(TONI KONZ TATMAN)
FRANKFORT – A panel of education stakeholders gathered in Frankfort Sept. 13-15 to participate in a standard-setting process for Kentucky’s accountability system.
Using data from the 2022-2023 school year, Kentucky’s accountability system will provide a color-coded overall performance rating for each school, district and the state by level, ranging from red (lowest) to blue (highest). The color-coded rating, along with other important education data, will be available on the Kentucky School Report Card, which is expected to be publicly released in late October or early November.
In Kentucky’s accountability system, schools are measured on a combination of academic and school-quality indicators and measures.
“Status” represents a school’s performance on a state indicator for the current year, while “change” represents the school’s performance on the indicator for the current year compared with the previous year. Status and change combine to provide an indicator performance rating color for each state indicator.
Senate Bill 158 (2020) made several changes to the statewide accountability system, including the establishment of “status” and “change” as ways to evaluate state indicators. This will be the first year where change is reported.
The overall performance rating color is based on an overall score that combines data from all available indicators.
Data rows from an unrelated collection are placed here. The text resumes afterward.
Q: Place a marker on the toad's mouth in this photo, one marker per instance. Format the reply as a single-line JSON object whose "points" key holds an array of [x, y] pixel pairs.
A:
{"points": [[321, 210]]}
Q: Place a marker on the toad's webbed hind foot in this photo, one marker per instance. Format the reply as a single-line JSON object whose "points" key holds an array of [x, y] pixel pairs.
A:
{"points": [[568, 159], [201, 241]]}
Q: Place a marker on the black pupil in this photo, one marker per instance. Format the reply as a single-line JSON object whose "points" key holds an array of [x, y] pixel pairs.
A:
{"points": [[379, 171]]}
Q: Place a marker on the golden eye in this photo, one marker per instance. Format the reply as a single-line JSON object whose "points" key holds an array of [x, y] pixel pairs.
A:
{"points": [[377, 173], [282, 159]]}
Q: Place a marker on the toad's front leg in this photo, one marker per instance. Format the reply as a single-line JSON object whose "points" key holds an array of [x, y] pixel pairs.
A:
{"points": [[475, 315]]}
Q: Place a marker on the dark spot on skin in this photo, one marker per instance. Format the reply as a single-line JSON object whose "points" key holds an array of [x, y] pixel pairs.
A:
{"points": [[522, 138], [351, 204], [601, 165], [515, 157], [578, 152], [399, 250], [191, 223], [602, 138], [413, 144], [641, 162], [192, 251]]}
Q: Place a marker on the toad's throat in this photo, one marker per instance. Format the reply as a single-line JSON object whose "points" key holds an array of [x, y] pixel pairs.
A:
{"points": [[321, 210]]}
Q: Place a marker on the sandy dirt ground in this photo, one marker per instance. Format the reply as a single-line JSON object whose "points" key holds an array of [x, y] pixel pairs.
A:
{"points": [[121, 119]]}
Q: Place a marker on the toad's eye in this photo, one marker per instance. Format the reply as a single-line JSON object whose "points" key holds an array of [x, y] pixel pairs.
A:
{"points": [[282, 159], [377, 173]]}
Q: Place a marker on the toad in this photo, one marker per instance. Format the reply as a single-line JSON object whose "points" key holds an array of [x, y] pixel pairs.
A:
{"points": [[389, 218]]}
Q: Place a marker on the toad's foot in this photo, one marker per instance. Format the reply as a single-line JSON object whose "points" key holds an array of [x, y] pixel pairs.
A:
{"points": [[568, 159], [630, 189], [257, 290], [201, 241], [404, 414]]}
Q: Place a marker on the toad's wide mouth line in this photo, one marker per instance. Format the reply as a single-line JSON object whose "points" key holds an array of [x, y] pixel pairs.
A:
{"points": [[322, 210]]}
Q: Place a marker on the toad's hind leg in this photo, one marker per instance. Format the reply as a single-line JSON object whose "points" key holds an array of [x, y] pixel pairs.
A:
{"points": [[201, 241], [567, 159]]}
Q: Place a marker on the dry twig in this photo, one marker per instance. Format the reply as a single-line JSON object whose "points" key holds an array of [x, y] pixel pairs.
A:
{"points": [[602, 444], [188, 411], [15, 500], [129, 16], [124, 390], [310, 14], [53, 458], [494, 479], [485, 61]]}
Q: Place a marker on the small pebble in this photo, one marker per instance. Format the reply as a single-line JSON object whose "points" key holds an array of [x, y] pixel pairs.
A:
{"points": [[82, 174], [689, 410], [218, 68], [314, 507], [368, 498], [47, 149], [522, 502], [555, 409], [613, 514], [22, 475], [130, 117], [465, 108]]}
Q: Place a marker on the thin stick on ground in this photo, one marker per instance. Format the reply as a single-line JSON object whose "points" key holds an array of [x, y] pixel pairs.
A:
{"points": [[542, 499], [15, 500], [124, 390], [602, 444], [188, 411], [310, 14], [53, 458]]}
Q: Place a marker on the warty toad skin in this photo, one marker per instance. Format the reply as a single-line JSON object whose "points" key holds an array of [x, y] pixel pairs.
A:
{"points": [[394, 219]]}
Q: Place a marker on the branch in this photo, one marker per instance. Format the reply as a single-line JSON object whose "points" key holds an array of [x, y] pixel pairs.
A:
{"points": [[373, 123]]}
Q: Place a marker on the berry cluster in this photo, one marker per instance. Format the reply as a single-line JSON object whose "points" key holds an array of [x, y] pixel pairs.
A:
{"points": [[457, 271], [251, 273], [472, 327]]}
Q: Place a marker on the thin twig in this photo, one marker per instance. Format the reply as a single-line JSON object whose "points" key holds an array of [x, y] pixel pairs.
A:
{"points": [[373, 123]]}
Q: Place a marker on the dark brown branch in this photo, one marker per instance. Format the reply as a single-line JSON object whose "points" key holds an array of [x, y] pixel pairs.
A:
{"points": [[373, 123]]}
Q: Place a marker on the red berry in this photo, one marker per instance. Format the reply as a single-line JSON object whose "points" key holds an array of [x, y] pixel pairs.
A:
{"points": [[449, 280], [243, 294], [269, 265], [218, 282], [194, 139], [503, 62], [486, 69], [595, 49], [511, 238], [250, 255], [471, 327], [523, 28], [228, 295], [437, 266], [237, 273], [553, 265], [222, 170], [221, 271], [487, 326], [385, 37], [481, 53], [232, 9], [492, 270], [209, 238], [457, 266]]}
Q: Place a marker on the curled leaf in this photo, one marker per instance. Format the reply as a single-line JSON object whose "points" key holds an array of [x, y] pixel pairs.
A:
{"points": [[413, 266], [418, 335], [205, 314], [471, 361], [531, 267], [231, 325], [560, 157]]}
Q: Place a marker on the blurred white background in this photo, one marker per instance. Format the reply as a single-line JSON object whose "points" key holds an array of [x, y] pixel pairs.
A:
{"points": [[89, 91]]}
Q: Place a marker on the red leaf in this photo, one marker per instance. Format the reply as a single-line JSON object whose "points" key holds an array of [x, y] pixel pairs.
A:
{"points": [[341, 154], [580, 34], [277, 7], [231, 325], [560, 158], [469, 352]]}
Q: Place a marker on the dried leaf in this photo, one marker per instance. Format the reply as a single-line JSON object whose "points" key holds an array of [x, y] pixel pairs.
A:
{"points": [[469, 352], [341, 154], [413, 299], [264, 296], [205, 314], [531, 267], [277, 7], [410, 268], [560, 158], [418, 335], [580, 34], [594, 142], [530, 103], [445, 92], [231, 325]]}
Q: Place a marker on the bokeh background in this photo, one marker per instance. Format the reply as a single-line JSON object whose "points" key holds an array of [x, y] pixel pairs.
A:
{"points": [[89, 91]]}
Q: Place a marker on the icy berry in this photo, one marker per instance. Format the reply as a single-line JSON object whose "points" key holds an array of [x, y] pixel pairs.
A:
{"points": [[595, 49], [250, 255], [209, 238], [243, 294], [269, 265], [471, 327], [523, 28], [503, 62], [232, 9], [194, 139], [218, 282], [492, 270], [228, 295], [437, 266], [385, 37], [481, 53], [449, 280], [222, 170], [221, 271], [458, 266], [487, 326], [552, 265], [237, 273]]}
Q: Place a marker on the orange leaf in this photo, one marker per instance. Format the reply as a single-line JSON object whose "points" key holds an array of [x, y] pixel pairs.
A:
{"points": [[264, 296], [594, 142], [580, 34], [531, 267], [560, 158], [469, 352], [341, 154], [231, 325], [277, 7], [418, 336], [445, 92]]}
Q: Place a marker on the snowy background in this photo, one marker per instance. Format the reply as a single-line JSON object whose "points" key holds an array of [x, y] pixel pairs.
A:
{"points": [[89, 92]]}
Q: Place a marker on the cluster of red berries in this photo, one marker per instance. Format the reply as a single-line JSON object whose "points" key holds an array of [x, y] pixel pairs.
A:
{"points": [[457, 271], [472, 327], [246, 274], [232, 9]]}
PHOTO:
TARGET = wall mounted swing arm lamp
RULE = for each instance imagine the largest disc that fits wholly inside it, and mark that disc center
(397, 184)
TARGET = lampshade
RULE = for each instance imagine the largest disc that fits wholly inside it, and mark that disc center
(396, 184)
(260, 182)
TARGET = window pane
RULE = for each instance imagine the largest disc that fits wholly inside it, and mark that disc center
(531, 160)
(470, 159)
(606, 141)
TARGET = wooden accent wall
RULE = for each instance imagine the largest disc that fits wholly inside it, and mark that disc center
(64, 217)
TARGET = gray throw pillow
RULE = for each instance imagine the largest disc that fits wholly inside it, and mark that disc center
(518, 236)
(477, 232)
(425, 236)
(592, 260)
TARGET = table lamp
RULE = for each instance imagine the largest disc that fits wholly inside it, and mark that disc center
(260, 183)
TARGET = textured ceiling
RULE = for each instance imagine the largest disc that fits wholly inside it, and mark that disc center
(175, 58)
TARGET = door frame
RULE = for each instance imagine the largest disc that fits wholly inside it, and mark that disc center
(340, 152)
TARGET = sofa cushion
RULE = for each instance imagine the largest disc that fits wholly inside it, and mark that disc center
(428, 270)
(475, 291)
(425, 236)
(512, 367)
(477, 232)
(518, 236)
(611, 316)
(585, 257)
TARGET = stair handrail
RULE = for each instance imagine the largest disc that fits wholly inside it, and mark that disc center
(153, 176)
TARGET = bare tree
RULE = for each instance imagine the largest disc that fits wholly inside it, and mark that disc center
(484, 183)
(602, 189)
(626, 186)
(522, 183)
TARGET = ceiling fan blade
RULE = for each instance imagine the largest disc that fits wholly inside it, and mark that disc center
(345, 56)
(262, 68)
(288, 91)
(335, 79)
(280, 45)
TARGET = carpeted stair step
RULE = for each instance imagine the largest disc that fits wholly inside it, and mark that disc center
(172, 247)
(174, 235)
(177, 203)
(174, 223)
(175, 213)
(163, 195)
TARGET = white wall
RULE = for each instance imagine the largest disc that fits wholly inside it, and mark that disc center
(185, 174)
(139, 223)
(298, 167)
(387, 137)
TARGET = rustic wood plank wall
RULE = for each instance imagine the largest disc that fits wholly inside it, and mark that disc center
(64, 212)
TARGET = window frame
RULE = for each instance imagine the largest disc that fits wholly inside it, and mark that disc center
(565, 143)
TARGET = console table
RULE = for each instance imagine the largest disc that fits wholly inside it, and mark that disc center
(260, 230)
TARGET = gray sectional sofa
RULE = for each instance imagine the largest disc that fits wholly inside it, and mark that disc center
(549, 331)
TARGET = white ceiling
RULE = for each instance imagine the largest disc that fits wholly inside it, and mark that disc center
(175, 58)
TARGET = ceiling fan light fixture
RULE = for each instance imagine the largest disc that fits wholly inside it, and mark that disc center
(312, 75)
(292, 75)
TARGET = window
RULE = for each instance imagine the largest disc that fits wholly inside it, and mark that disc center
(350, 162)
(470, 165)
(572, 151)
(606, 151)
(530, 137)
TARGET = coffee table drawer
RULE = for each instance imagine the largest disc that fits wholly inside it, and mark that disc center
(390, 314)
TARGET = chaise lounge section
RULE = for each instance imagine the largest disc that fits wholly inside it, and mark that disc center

The overall score is used to determine the state’s lowest-performing schools by level, as required federally.
The diverse standard-setting committee included teachers, principals, superintendents, parents, a student, state board members and other education stakeholders.
“Because the state accountability system impacts all public schools, it was critical that the accountability committee be representative and include a variety of voices and perspectives,” said Rhonda Sims, associate commissioner in the Kentucky Department of Education’s (KDE’s) Office of Assessment and Accountability. “Together, the members did exceptional work across the three-day meeting.”
Facilitated by staff from the Center for Assessment, the standard-setting committee reviewed performance-level descriptions, developed in June, which describe performance expectations for status and change levels for each state indicator and for the overall performance rating.
Using a multi-round process that included individual review and group discussion, the panelists used the performance-level descriptions and accountability data that isn’t connected to specific schools to establish recommended cut scores.
By unanimous vote, the standard-setting committee recommended cut scores that define performance expectations for status levels (very low through very high) and change levels (decreased significantly through increased significantly) for each state indicator and cut scores that will determine a school’s overall performance rating.
As required by KRS 158.6455, the recommended cut scores will need to be approved by the Kentucky Department of Education and the Local Superintendents Advisory Council (LSAC). The cut scores are expected to remain in place for six years, or until they no longer support meaningful differentiation.
The LSAC is set to review the recommended cut scores at its Oct. 10 meeting.